In 2007, the U.S. Supreme Court issued a ruling that would seem to put an end to arguments about whether CO2 is an air pollutant. In Massachusetts v. EPA, the Court found that CO2 gases are, in fact, air pollutants under the Clean Air Act. The Court went on to say that CO2 can be regulated if the EPA Administrator finds that they pose a danger to the environment or human health.
Fast forward to late November 2008. The EPA’s Environmental Appeals Board issued a ruling that appeared to flow seamlessly from the Supreme Court’s decision. The Board knocked down a permit for a new coal-fired power plant in Utah. The permit included no provision that the plant control CO2 emissions and the Board ruled that Region 8 had improperly refused to require those controls in its permit.
By the middle of December, EPA Administrator Stephen Johnson shot off a thick memo to EPA’s regional directors in which he provided his interpretation of the law. According to Johnson, the relevant statutes did not require CO2 limits to be included in PSD permits for major emitting facilities.

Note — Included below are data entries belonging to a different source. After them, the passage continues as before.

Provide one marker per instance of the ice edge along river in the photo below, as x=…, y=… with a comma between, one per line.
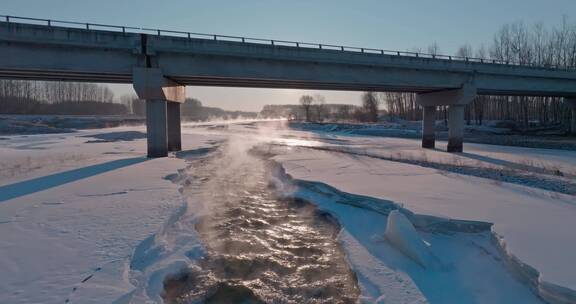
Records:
x=63, y=237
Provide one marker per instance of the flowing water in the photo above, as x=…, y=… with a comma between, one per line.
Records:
x=260, y=249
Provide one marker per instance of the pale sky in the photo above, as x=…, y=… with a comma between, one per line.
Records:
x=393, y=25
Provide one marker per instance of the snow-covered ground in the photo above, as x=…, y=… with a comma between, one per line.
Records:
x=78, y=212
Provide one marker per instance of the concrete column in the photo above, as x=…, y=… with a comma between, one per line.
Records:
x=174, y=134
x=428, y=125
x=573, y=121
x=455, y=128
x=572, y=103
x=156, y=128
x=162, y=120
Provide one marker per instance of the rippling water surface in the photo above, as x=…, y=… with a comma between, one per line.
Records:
x=260, y=249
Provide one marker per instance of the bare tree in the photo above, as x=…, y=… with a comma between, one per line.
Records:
x=370, y=106
x=319, y=105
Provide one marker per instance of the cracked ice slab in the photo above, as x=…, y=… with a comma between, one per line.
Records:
x=537, y=226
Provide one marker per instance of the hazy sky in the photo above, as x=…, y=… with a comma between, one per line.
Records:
x=394, y=25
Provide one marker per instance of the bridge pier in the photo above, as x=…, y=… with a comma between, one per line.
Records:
x=428, y=125
x=163, y=98
x=455, y=128
x=456, y=99
x=174, y=125
x=156, y=138
x=572, y=104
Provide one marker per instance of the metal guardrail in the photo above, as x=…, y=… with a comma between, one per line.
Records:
x=192, y=35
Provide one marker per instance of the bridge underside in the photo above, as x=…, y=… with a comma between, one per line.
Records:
x=160, y=67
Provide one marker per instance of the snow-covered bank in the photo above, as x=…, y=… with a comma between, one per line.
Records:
x=492, y=133
x=529, y=220
x=464, y=267
x=72, y=239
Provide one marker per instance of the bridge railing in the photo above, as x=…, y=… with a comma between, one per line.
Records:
x=297, y=44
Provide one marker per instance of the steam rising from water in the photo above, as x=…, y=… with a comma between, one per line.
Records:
x=260, y=249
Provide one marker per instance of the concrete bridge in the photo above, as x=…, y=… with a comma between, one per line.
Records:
x=161, y=63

January 2009 has already reserved its place in history books and America’s collective memory. The inauguration is claiming center stage, of course, and the Senate’s interview of the incoming President’s nominee for Secretary of State has grabbed most of the left-over attention. Fine, but hearings by the US Senate’s Committee on Environment and Public Works are foreshadowing a change in the way environmental authority and responsibilities are interpreted by the EPA. The Committee’s hearings on the nominations of Lisa Jackson as EPA Administrator and Nancy Sutley as Chair of the Council on Environmental Quality showed the baseline of that change. “Science must be the backbone of what EPA does,” stated Jackson. That’s a good starting point.